JC: And now it finally got to where it allows me to log in.
MW: As head of NEOSA, Cookinham wants to help. He's launched a program called Adoptaputer. The idea is to ask business owners and individuals to donate at least $1,600 to buy new computers.
But why was the city was left in the high-tech dust in the first place? City Councilman Mike Polensek ponders this question often.
Mike Polensek: What happened to all the money that we spent over the last two years on computer equipment? We spent millions and millions of dollars of up-grading city computers, the system for the Y2K issue and now we find out as the administration gets more involved in each division/department that our systems are totally outdated. We find ourselves in the technology gap here.
MW: The city budget is approved by council, but Polensek insists he had no idea how far behind many departments have fallen, and he thought enough money was being spent to avoid the current crisis.
MP: It flies in the face of all this money we have spent over the last 2 to 3 years on computer upgrades and systems and again you have to ask "where did it go" I mean what did they purchase, who was in charge of this.
MW: City administrators say they need to have new computer equipment to do a better job of serving citizens. Tim Mueller is Cleveland's new chief development officer and the former owner of an information technology company.
Tim Mueller: We have not been able to look at large chunks of dollars to upgrade our technology and I don't think it's that different from many other cities, many other governments in the area because sometimes aside from program cuts and people cuts you really don't look at technology as being the most important thing, today with mayor campbell she understands that these are tools. These are tools that her colleagues have to have, we have nearly 10,000 employees within the city.
MW: But the city of Akron doesn't share the problem. A spokesman for the mayor says for at least six years city workers have had access to the internet, e-mail and the computer programs needed to run them. While in Youngstown, public servants can log onto the internet and have inter-office e-mail. But Youngstown is also behind when it comes to outside e-mail.
Mueller says in cities that have found money to buy computers and set up networks, residents are able report service problems electronically, check on permits and get answers to city government questions much quicker. He says construction jobs would also proceed faster if Cleveland workers had more electronic tools.
TM: We are mostly customer facing, we have customers whether they be homeowners who want to redo their garage, whether they be business owners who want to apply for a low interest loan or whether it be our partners that want to help us create new business here in cleveland, that's how you communicate today, that's how you communicated in 1995, but it's how you communicate even more today.
MW: Business and political leaders say more needs to be done to expand the region's manufacturing base into the so-called "high-tech economy."
Jim Cookinham of NEOSA says Mayor Jane Campbell wants to help, and has gotten a good start by admitting there's a problem and agreeing to accept help in the form of the adopaputer program.
JC: It's a real shift from where it's been before, and in fact you know having the city of cleveland update their web site, update their processes makes a statement about northeast ohio being high tech. So we think it's an important kind of stamp on the region to have the city adopt these technologies, so were excited about it.

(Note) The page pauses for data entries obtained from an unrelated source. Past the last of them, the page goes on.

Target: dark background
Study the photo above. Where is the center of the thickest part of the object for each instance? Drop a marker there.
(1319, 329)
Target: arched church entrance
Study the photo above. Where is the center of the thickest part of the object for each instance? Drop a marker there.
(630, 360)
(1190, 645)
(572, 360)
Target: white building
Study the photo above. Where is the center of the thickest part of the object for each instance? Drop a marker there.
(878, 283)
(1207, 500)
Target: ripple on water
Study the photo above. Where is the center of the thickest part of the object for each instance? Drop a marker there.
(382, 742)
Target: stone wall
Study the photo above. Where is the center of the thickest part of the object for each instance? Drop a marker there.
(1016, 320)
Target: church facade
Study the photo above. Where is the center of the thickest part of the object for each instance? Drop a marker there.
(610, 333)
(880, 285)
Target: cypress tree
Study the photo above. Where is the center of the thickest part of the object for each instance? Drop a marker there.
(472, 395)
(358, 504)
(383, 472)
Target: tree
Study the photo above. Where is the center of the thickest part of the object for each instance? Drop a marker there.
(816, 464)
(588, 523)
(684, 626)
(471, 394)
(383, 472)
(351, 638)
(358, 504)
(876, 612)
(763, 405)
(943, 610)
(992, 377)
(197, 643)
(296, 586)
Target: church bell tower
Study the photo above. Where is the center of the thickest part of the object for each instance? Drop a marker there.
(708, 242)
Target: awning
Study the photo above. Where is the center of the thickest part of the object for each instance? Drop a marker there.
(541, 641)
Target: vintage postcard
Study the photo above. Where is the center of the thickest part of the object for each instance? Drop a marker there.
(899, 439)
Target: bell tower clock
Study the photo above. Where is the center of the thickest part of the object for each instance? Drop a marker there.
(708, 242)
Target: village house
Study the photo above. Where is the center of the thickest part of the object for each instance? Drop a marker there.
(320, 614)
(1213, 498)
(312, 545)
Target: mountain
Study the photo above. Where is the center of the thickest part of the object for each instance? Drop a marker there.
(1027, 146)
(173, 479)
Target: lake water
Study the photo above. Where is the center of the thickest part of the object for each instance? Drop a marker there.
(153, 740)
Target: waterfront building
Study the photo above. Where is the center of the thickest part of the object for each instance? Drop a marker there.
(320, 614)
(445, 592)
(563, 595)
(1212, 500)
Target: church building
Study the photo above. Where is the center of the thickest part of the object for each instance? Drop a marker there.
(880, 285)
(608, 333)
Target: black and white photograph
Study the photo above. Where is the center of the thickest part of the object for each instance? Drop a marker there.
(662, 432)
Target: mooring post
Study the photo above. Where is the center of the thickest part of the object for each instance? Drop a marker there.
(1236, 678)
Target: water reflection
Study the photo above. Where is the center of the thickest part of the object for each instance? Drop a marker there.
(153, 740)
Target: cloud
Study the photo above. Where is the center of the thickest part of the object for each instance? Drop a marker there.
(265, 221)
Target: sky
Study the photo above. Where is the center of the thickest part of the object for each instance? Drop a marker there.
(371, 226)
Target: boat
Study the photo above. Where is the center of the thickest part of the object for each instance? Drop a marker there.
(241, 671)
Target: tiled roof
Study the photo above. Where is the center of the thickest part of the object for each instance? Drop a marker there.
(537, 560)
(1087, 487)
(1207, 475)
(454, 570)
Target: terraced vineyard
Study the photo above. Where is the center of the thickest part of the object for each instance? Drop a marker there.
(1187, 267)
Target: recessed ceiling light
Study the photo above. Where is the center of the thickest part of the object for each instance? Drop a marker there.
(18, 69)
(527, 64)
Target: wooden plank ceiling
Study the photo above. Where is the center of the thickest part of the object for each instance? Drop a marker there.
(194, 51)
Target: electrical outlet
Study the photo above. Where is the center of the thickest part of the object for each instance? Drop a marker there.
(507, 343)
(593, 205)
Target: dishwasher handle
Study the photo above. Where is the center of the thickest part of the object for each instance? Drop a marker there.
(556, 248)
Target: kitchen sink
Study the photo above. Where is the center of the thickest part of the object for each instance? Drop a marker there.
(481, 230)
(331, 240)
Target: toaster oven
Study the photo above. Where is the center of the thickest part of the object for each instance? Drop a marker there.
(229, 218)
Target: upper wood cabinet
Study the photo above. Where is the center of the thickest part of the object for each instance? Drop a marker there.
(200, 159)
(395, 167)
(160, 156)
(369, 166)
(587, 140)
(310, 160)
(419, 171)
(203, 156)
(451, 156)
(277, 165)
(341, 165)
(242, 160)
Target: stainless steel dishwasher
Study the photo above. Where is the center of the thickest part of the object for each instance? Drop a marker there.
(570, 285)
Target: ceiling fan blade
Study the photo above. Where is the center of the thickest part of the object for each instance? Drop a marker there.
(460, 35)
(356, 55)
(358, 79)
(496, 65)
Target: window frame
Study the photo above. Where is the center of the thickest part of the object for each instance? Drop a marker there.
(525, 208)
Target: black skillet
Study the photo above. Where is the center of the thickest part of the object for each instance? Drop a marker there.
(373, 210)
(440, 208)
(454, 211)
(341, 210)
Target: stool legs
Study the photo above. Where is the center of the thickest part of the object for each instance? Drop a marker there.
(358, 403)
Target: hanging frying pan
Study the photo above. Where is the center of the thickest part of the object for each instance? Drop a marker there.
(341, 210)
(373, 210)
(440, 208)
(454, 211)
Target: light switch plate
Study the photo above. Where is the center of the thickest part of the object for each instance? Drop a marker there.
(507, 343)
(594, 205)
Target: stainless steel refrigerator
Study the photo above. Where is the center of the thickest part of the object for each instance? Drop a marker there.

MW: Adoptaputer will allow the people who donate to have their name or their company etched on the machines. City officials aren't optimistic they'll be swamped with gifts, but they say even if only one new computer is donated than it will be one more than they had before. The city is also moving forward in their efforts to create a network between various departments. Fiber optic cable has been installed between nearly a dozen city office buildings. In Cleveland, Mike West, 90.3 WCPN News.